GNOME Shell is an interesting project that is trying to redefine how users interact with their applications, windows, and documents. The project shows a lot of promise, and works quite nicely in practice. While I like the overall design, I dislike the current system for launching common applications. Right now, the “activated” mode of GNOME Shell looks like this:
Nine spaces for commonly-used programs? Not enough. Furthermore, if I just want to launch a program, I have to reveal dozens of UI controls that I’m uninterested in, including the search box, workspace manager, and all sorts of devices, places, and documents.
On my personal GNOME desktop, I have a panel of quick-launch icons on my desktop arranged on the left side of the screen like this:
It’s similar to an OSX Dock — it is normally hidden, but a simple mouse hover anywhere on the left edge of the screen reveals the launchers. This makes it very quick to launch programs. Since the current GNOME Shell design already makes use of the left side of the screen, it should be possible to combine the efficiency of a launcher panel with the power of the full shell. Clicking on the Activities button or moving the mouse to the top left corner of the screen would open the full view like it does now, but hovering on the left edge of the screen would just pop up a panel of application launchers.
I made a very simple mockup based on the one by William Jon McCann:
The launcher panel becomes a sort of sneak-peak of the full view. If you just want to launch a program, just the left edge of the panel slides into view. If you want the rest of the controls, the rest of the UI slides out. With the right animation, this could be a really cool effect.

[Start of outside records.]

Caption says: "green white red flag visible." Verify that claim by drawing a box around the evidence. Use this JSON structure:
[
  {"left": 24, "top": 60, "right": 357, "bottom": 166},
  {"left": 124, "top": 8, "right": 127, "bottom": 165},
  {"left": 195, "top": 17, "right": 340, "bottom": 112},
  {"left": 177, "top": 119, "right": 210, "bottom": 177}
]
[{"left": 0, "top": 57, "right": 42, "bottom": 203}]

This mockup is far from perfect. The part that needs the most attention is the full view:
There are a lot of details that are easy to criticize here. The “Applications” heading is quite small, and very crowded. The ugly [+] button at the bottom is an afterthought to provide some way of adding more launchers. The launchers are still too big, especially with the application name text underneath each one.
Despite these layout flaws, I think the concept holds up. In its completely collapsed mode, the slight visible edge of the launcher panel acts as a hint to new users that there is functionality to the left side of the screen. The half-revealed launcher panel is efficient and usable. And the full view provides the screen real estate necessary to customize the more compact view.
Launching programs needs to be super-simple for new users, and super-quick for advanced users. This design satisfies both these requirements. I would also argue that it leads users from familiar territory, a launcher bar, to a new UI concept that’s a little strange at first. Introducing a brand new interface is scary for users, so providing this path would make adoption easier.